Un épisode est consacré à la recherche effective de ses parents réels par Spider-Man. Il ouvre sur encore une nouvelle, et dernière, piste dans cette généalogie du personnage.

On ne s’étonnera pas qu’une telle recherche mène notre héros…en Afrique. En Afrique du Nord plus précisément, dans la Casbah d’Alger, carrefour de l’Europe et de l’Afrique.

  Captain America (c) D.R.

Ayant trouvé des vieux journaux (toujours la presse) qui lui ont appris que son père et sa mère avaient été des espions au service du IIIè Reich, il mène l’enquête sur leur disparition, et affronte…le " Red Skull ". Figure d’une autre génération, grand adversaire de Captain America dans les années 40, le " Red Skull ", lieutenant monstrueux de Hitler incarne le nazisme. Spider-Man, au terme de son enquête, découvre que ses parents étaient en fait des agents doubles, morts en héros, tués par le " Red Skull " dans un accident d’avion organisé. Manière de rappeler, en effet, les origines de Spider-Man, par rapport à une ancienne génération de super-héros, celle des années 30-50. Ce que dit cet épisode, c’est que, d’une certaine manière, le père de Spider-Man, c’est Captain America.

Créé comme figure de la résistance au nazisme, super-héros de la guerre, Captain America, lui aussi, dans sa première version, disparaît comme les parents de Peter, dans l’explosion d’un avion.

La boucle est ainsi bouclée. Le lien est fait entre l’ancienne génération et la nouvelle. Mais aussi entre la lutte fictive contre des personnages monstrueux et colorés, et la lutte réelle de l’Amérique contre le nazisme.

Dans son nouveau roman, " The Amazing Adventures of Kavalier and Clay "(Random House, septembre 2000) l’écrivain Michael Chabon brode autour de cet enracinement de l’imaginaire des super-héros dans l’immigration des Juifs d’Europe aux Etats-Unis. " Superman, tu ne crois pas qu’il est juif ? Venant du vieux pays, changeant de nom comme ça…Clark Kent : il n’y a qu’un Juif pour prendre un nom pareil !… "

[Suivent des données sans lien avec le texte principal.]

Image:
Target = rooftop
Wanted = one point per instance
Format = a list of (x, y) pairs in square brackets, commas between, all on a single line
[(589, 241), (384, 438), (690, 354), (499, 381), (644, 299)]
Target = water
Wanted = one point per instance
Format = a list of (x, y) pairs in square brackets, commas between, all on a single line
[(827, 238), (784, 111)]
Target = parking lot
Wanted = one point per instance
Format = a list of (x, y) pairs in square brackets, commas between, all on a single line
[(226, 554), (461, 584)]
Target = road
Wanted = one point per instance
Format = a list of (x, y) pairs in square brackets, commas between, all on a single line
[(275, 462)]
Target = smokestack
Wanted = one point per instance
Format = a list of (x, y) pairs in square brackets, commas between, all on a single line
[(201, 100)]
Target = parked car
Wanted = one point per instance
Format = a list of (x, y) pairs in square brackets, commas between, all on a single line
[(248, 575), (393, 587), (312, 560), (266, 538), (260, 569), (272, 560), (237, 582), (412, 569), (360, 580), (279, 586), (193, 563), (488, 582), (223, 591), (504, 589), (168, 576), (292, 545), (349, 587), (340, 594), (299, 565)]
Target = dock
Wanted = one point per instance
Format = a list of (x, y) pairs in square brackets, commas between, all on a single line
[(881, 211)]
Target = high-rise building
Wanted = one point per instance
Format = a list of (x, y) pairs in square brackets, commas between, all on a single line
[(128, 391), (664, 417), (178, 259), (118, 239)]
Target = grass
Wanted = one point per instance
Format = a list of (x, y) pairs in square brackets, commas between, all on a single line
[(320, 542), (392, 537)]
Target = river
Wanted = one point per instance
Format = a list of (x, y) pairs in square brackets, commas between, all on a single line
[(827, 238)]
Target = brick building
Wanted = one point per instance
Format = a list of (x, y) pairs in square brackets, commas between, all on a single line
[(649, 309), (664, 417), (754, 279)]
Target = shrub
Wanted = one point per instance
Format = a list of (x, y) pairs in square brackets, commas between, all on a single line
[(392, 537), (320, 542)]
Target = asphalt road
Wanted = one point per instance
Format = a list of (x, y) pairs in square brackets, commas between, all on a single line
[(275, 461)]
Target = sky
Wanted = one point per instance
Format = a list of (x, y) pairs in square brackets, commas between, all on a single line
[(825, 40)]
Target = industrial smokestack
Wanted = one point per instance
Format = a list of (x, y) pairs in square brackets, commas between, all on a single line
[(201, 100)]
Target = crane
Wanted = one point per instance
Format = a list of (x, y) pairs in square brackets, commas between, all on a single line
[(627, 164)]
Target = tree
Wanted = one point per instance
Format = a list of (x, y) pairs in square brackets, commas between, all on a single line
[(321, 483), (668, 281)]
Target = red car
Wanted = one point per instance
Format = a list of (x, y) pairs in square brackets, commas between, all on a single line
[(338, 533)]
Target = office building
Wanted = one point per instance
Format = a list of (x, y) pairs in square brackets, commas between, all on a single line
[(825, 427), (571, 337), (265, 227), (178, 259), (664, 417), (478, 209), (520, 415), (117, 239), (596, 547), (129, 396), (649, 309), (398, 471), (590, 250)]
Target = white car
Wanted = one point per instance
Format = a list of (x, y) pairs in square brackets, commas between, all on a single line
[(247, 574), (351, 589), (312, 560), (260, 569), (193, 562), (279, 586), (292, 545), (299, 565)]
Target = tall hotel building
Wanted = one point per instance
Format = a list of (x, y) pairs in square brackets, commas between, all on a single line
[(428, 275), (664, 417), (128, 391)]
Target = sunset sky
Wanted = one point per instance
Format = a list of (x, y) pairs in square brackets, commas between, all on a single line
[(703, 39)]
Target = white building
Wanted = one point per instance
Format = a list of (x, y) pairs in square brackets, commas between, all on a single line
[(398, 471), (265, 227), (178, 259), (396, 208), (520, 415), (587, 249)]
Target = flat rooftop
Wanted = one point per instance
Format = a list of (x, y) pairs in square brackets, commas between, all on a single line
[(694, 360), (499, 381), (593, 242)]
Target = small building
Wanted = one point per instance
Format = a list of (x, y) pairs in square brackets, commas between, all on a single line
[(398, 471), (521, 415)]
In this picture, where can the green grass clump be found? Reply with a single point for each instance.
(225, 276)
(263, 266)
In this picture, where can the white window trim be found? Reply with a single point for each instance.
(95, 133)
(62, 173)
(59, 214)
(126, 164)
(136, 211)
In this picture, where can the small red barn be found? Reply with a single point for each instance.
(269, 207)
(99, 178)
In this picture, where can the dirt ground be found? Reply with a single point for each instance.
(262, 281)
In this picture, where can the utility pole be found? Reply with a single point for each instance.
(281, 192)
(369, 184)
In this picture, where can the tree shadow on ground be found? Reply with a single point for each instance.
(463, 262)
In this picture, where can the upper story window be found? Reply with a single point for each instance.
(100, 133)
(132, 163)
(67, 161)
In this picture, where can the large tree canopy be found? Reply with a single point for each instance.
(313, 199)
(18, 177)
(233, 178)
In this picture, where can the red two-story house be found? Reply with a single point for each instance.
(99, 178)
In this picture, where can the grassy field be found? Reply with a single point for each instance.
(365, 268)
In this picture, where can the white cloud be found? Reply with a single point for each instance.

Avec en arrière-fond la légende du Golem, le roman raconte comment deux jeunes Juifs, l’un de Brooklyn, l’autre échappé de la persécution nazie à Prague, réalisent le rêve américain, et conquièrent la gloire et la fortune en dessinant les aventures de héros costumés. Joe Kavalier et Sammy Clayman, les héros du roman, ce sont aussi bien Jerry Siegel et Joe Shuster, les créateurs de Superman ; ou Joe Simon et Jack Kirby, une des premières équipes mythiques de Timely Comics (qui devint ensuite Marvel). Ou encore Stan Lee et Steve Ditko, les créateurs de Spider-Man. Comme Peter Parker, qui vend pour vivre les images de ses aventures en héros costumé, ils vendent leurs personnages pour une bouchée de pain, tandis que leurs éditeurs font des fortunes avec leurs créations.